While many art institutions around the world have canceled their programs because of the COVID-19 pandemic, the China Shanghai International Arts Festival on March 24 demonstrated its confidence that the crisis will end by signing online contracts with companies and artists' representatives to introduce their creations to the festival in October and November.

"We and all these institutions are very confident that this crisis will pass, and we hope to work together to combat the global pandemic," Li Ming, deputy president of the center for the CSIAF, says during the online contract signing.

"We hope that the festival can take place as planned this October. We will continue monitoring the development of the pandemic around the world and make contingency plans. In the event that problems do occur, we will be able to present virtual shows with the help of cloud theater technology."

Li adds that while the festival will have the same scale as previous years, the CSIAF will be looking to further improve the quality of the shows as well as push for more premieres of outstanding domestic productions.

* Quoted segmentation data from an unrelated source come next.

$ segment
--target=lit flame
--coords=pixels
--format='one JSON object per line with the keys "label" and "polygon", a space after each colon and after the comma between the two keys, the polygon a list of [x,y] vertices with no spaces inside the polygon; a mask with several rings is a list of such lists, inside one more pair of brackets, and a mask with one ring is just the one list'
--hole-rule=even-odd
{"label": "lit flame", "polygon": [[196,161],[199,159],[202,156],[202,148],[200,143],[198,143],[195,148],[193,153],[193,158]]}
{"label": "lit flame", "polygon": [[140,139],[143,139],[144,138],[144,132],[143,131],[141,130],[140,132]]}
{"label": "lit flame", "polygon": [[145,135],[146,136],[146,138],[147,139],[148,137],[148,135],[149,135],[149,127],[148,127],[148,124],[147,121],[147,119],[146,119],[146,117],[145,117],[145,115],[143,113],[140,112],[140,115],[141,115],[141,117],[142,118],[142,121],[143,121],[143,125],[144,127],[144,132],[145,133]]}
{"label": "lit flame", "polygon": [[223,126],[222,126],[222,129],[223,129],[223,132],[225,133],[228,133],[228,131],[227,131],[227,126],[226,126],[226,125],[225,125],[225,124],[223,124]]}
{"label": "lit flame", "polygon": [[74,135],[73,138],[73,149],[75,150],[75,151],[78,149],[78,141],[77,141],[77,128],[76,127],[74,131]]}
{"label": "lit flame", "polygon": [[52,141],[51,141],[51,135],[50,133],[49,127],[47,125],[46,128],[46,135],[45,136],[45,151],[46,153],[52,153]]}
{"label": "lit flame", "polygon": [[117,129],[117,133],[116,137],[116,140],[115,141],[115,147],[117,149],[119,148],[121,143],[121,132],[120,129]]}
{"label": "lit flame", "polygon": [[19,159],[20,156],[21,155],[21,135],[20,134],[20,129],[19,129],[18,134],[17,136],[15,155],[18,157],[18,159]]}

According to Yang Jing, head of the center of CSIAF, the online signing conference marked the first time that the CSIAF announced this year's program. The 11 institutions involved in the signing come from Monaco, Germany, Japan, the United States, Britain, France, Portugal, Serbia and Lithuania.

The reason for featuring these institutions from across three continents, says Yang, is to showcase the belief that the CSIAF and participating artists have in the power of art.

"Art will help people across national borders to fight the novel coronavirus," Yang says."We believe art can unite people and console souls in times of suffering and loss."

Six of the 11 productions are formal theater shows on the performance list while four are Art Space projects that will be performed in outdoor or public spaces. There is also a Lithuanian Culture Week consisting of eight productions that will be presented by more than 60 artists, according to Ausrine Zilinskiene, director of the Lithuanian Culture Institute.

One of the six productions will be The Taming of the Shrew, a ballet adapted from William Shakespeare's play by Les Ballets de Monte-Carlo.

Jean-Christophe Maillot, the choreographer director of Les Ballets de Monte-Carlo, spoke with Chinese media via the Internet following the online signing.

Maillot, who will be participating in the CSIAF for the seventh time this year, says that this was the first time he has performed an online contract signing for a performance event.